The airport is classified as an airport of entry by Nav Canada and is staffed by the Canada Border Services Agency (CBSA) on a call-out basis from the Sault Ste. Marie International Bridge. CBSA officers at this airport can handle aircraft with no more than 30 passengers.

A new record number of 216,172 passengers travelled through the airport in 2018.

===General aviation operations===
The airport hosts the flight-training campus for Sault College and the Sault Academy of Flight flying school, resulting in frequent training flights in the vicinity. The Sault Ste. Marie airport has frequent medevac, business aviation, and charter operations. It is a frequent stopping point for private pilots.

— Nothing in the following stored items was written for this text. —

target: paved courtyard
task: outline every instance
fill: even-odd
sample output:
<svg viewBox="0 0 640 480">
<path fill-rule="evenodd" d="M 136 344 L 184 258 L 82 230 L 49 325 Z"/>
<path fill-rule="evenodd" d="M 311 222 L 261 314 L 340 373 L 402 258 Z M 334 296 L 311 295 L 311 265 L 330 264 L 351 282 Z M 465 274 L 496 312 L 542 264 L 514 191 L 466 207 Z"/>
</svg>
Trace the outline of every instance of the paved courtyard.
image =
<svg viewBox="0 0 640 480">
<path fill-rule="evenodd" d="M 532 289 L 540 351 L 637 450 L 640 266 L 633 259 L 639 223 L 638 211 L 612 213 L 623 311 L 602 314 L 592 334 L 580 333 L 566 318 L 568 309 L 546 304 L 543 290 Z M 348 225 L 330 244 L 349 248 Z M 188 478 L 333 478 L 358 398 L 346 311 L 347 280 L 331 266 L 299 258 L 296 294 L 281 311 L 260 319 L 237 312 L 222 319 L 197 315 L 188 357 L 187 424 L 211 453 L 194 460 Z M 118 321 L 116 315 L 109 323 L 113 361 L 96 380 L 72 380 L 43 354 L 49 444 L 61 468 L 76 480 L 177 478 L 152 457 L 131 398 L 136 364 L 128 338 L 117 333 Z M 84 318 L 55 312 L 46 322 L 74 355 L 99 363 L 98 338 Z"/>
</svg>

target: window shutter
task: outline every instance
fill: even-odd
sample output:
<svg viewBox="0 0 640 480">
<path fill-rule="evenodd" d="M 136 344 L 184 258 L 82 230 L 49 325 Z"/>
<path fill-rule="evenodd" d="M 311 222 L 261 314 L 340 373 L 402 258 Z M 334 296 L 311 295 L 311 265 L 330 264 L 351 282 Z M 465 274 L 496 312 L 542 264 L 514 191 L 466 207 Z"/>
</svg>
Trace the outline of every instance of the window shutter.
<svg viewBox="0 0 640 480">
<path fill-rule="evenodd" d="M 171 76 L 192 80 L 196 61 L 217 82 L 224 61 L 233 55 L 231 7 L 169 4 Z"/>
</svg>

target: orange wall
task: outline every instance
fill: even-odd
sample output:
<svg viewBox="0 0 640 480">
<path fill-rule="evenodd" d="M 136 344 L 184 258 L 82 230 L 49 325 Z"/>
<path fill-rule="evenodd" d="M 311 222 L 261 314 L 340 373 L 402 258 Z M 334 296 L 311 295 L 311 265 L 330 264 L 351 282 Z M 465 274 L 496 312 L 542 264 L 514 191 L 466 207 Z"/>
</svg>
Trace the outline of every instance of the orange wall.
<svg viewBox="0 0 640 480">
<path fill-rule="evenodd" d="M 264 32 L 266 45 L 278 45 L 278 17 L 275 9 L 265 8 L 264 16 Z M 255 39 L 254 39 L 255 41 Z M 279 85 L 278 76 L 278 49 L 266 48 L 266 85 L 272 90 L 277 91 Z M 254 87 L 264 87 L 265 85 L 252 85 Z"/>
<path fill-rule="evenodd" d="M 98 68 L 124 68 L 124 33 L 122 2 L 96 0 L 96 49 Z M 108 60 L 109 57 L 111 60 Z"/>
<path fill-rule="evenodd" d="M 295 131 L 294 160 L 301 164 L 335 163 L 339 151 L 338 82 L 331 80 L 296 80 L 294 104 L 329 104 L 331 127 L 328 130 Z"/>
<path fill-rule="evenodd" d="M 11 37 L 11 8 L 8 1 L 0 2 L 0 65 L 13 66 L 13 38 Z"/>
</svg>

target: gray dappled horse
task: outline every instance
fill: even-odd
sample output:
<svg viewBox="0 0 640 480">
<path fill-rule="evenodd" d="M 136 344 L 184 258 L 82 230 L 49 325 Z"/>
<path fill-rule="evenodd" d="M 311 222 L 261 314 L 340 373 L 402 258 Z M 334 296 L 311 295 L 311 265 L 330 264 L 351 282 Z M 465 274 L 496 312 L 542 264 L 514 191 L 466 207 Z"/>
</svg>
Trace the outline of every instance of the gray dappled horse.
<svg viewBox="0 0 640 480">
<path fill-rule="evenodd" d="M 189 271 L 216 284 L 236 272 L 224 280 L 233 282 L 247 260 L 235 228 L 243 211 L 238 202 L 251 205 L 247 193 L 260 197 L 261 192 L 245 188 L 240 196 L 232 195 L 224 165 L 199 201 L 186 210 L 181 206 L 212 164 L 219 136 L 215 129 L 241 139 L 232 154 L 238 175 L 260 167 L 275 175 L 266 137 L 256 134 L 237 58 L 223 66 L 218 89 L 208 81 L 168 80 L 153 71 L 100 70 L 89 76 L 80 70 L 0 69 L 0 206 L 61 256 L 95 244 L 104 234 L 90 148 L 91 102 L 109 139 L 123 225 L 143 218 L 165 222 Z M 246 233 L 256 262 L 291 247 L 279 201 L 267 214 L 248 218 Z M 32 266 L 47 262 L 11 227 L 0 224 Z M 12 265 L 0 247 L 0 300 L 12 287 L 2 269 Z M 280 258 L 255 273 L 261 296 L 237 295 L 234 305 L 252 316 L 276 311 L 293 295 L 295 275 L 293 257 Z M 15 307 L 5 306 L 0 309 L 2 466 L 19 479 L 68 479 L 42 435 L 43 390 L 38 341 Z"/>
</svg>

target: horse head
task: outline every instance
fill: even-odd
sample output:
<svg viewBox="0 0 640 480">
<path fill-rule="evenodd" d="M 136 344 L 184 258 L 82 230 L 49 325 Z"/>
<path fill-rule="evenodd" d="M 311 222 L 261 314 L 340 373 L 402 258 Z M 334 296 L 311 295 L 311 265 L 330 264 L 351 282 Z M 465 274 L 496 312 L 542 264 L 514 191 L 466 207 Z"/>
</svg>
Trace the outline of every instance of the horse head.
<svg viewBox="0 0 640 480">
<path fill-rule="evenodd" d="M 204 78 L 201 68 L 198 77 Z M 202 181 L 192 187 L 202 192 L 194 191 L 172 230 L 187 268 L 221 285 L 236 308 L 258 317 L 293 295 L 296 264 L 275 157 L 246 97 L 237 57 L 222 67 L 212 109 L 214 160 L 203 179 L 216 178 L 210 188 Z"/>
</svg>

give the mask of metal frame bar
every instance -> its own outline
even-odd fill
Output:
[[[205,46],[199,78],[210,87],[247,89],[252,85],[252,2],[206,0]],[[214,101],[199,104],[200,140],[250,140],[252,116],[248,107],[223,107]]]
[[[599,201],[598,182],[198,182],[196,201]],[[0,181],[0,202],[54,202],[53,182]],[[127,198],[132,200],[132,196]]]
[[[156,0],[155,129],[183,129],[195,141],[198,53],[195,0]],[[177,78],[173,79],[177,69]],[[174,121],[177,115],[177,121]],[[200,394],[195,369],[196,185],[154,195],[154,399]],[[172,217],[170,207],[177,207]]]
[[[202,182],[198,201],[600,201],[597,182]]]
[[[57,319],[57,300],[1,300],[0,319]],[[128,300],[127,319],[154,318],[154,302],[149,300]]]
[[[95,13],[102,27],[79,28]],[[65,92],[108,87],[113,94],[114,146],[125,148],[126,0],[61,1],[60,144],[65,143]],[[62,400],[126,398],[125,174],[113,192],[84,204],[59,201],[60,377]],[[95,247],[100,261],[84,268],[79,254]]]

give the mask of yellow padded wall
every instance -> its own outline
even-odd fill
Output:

===Ministry of Natural Resources Fire Management & Flight Training Centre===
Sault Ste. Marie Airport is home to the Ministry of Natural Resources Fire Management Centre and Flight Training Centre. The 622-square-metre facility is the first of its kind in Ontario. It is equipped with one of the most advanced flight training devices available, which simulates the sights, sounds and motions of the Canadair CL-415 water bomber aircraft used to fight forest fires in Ontario.

==Statistics==

Annual passenger traffic
| Year | Passengers |
|---|---|
| 2010 | 118,932 |
| 2011 | 173,676 |
| 2012 | 184,705 |
| 2013 | 187,165 |
| 2014 | 198,092 |
| 2015 | 202,557 |
| 2016 | 212,493 |
| 2017 | 214,532 |
| 2018 | 216,172 |
| 2019 | 211,277 |
| 2020 | 56,768 |
| 2021 | 51,347 |
| 2022 | 131,901 |
| 2023 | 160,406 |
| 2024 | 153,571 |
| 2025 | 153,202 |

==Incidents and accidents==

- On May 26, 2013, flight POE689, a Dash 8-400 (registration GLQO) operated by Porter Airlines, suffered a tailstrike while landing on runway 30. There were no injuries but the aircraft received significant damage. The Transportation Safety Board of Canada cited an unstable approach that continued to a landing as a contributing factor.
- On February 24, 2015, flight JZA7795, a Dash 8-102 (registration C-GTAI) operated by Jazz Aviation touched down approximately 450 ft before the threshold of runway 30 while attempting to land in conditions of poor visibility. The aircraft received significant damage, requiring replacement of both nose and main landing gear. It also struck an approach light, which was damaged beyond repair and subsequently replaced. The Transportation Safety Board noted that the approach was flown above the required stabilized approach speed, and furthermore that this was the case for 84% of flights on the incident aircraft's flight data recorder, indicating a systemic deviance from stabilized approach SOPs. Shortly after this incident, Jazz Aviation revised the relevant section of its operating manual.
- On May 2, 2021, a Canadair CL-415 (registration C-GOGH), a water bomber operated by the Ontario Ministry of Natural Resources, unintentionally landed with gear up during a training exercise, receiving significant damage to the belly of the aircraft.
- On April 16, 2023, flight POE2691, a Dash 8-400 (registration C-GLQB) operated by Porter Airlines overran RWY 12. There were no injuries and the aircraft sustained minor damage. The Transportation Safety Board of Canada cited an unstable approach and late touchdown referencing pilot error to be the contributing factor.
- On April 2, 2024, C-GERR, a Zlin Z242L operated by Sault College, crashed on landing during a training flight. The two occupants were taken to hospital and the runway closed.